I am incredibly excited by these opportunities, as well as upcoming efforts we have planned. Dr. Nate Millard is serving this fall as the interim coordinator for the General Education Sustainability Pathway and its minor. Phase III of the four-phase Resilient Cities Initiative and South Campus Neighborhood Project is nearly done. Faculty Emeritus Jim Pushnik is the principal investigator (PI) on Chico State’s bid for Phase IV funding, bringing the project to completion in spring of 2019. Planning for this year’s This Way to Sustainability conference and the engagement of student conference leaders is well underway. FMS and RAI are working to re-energize the four student clubs of Sustainable Consultations of Office Practices (SCOOP), Green Campus Group, Alternative Transportation, and Eco Reps. The manager and staff of our ecological reserves have been actively exploring ways to contribute to our sustainability efforts through carbon offsets, educational activities, and wildfire mitigation techniques.

Finally, Provost Larson and Interim Chief Financial Officer Jeni Kitchell have reconvened the dormant Campus Sustainability Committee (EM 11-017). The committee’s charge is “to serve in an advisory capacity to all campus departments, colleges, and other entities in an effort to advance environmental, social, and economic sustainability” on campus and to provide “leadership in identifying mechanisms to integrate sustainability concepts into all core functions of the University.” Membership is inclusive of faculty, students, and staff from across the campus and their first meeting is scheduled for October 8. Provost Larson, interim CFO Kitchell, and the committee invite the campus to an open forum on sustainability on November 9 from 2-3 p.m. in Colusa Hall, Room 100 A/B to gather feedback toward supporting existing efforts, promoting interdisciplinary efforts, and establishing new activities. They welcome your ideas about the interdisciplinary leadership role of the Campus Sustainability Committee and transitioning the ISD to a self-sustaining structure.

In the meantime, moving staff positions from ISD to the Regenerative Agriculture Initiative and FMS is helpful in the following ways:

  • Although we have made some progress on the Climate Action Plan, there is much more work to be done. The sustainability programs manager will have ties to Academic Affairs while working closely with Mike Guzzi, the director of FMS who is also a Professional Civil Engineer, Leadership in Energy and Environmental Design Accredited Professional (LEED AP), and Certified Energy Manager, as well as working with other members of FMS responsible for overseeing the reduction of our carbon emissions and implementing more environmentally sustainable operations on campus. This individual will work to keep our campus dashboards up to date and report to Second Nature on progress we make on our Climate Action Plan.
  • RAI, under the leadership of Cindy Daley, is gaining momentum and national recognition, thereby attracting potential partners and benefactors. Provost Larson has given the RAI three years to become self-sustaining with external funding, and she expects the initiative to accrue additional resources for the benefit of other campus sustainability efforts. RAI presents an important opportunity for campus and our sustainability efforts. RAI is developing a sustainable model that may be replicated by other faculty-led initiatives on campus.
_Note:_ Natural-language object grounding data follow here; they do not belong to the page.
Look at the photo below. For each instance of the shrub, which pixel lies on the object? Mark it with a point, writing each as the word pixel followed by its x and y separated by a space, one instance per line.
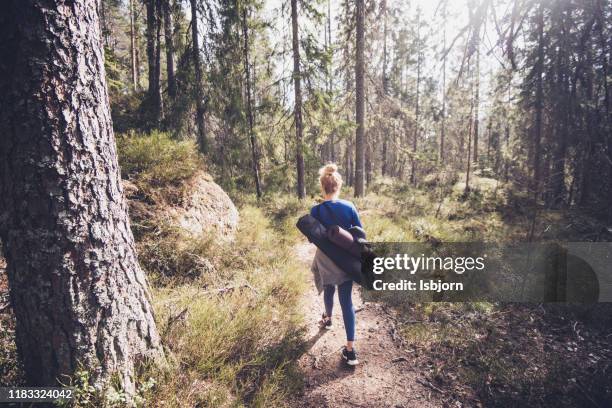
pixel 155 159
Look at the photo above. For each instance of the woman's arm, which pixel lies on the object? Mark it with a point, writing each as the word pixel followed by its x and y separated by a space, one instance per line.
pixel 356 221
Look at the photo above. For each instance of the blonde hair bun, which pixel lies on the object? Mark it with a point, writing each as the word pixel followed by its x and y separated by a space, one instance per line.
pixel 331 180
pixel 328 169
Although we have witnessed many successes with our sustainability efforts, our efforts have lagged since about 2015. It is the right time to renew and revitalize our sustainability pledge and step up our actions. You have my sincere commitment to environmental, economic, and social sustainability and resilient systems. Please join me in taking our sustainability efforts to the next level and strengthening our position as a leader within higher education.